Widmark underwent the first stage of the operation Nov.18. As he lay awake on the operating table, Evidente drilled a hole in the left side of Widmark's brain because the tremors were worse on his right side. Using brain mapping, Evidente found the part of Widmark's brain that was abnormal -- it's often called a bullseye -- placed an electrode in the coordinates and then had Widmark make several movements with his right hand until the tremors stopped.
"The body basically switches on," Evidente said.
Four days later, Evidente drilled into the right side of Widmark's brain to help control the dystonia. The third operation was supposed to take place Nov.29, but Widmark told Evidente he didn't want to have to undergo another procedure. After the bullseye was found on the right side, Evidente inserted a lead into the back of Widmark's neck that fed to the generator -- think of it as a brain pacemaker -- implanted in his chest.
Widmark's recovery was immediate and dramatic. Evidente said patients need up to six months for their condition to optimize, but Widmark is taking just one pill a day -- "I was taking every drug under the sun before," he said -- he can hold up his hand without it shaking, and his balance, although tenuous, is back.
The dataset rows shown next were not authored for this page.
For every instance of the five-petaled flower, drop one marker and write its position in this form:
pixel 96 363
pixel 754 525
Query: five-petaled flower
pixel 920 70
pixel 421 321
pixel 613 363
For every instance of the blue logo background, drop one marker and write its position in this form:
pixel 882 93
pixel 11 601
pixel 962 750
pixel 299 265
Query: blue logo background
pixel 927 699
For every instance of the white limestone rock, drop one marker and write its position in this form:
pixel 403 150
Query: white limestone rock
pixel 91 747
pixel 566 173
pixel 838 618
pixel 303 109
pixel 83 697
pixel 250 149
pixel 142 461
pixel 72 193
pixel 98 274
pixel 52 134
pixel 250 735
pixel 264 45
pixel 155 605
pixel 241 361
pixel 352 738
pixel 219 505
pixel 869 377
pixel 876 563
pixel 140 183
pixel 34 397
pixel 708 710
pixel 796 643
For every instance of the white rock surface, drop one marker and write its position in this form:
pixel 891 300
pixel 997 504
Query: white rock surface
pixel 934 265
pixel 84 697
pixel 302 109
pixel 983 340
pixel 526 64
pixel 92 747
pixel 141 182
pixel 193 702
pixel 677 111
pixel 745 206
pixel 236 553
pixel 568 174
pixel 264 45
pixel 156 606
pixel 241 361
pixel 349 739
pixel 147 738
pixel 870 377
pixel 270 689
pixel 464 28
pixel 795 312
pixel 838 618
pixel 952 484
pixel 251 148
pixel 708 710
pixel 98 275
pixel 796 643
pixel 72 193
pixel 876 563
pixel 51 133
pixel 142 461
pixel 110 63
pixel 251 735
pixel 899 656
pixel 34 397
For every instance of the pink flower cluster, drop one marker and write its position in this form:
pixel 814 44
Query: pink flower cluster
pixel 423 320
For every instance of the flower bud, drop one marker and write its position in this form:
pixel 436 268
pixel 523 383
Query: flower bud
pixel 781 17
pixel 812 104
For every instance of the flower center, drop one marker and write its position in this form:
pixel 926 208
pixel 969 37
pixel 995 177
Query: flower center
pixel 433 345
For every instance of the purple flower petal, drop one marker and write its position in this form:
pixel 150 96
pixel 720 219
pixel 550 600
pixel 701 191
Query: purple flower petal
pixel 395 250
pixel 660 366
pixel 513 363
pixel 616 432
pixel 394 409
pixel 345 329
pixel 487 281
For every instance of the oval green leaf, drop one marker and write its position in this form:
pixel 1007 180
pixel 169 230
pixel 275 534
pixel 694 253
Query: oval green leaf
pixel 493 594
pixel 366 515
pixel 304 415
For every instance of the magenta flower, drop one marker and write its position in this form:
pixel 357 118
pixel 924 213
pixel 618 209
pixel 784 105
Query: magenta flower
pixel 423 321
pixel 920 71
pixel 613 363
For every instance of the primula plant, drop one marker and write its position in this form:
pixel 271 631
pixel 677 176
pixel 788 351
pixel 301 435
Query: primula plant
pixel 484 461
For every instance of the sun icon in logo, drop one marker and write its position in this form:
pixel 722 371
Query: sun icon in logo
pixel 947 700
"I'm doing things six weeks out that some people don't do for six months," Widmark said.
Widmark still has to go in twice a month for tweaking, a procedure in which doctors adjust the voltage on his generator.
"It's like a tune-up," Evidente said. "Instead of the patient being dependent on medication, this technology will keep the symptoms as if he had early Parkinson's. It turns back the clock at least 10 years."
The disease will begin to progress again in about a year, Evidente said, but slower than it had before.
Widmark knows the long-range forecast isn't good. But for now, he can take a walk, hold one of his five grandchildren and, if the 49ers beat the New York Giants in Sunday's NFC Championship Game, head to Indianapolis to see Snyder play in the Super Bowl.
"As long as the generator is still in there, and I can turn up the voltage I'm fine," he said. "I can't wait to get up every morning."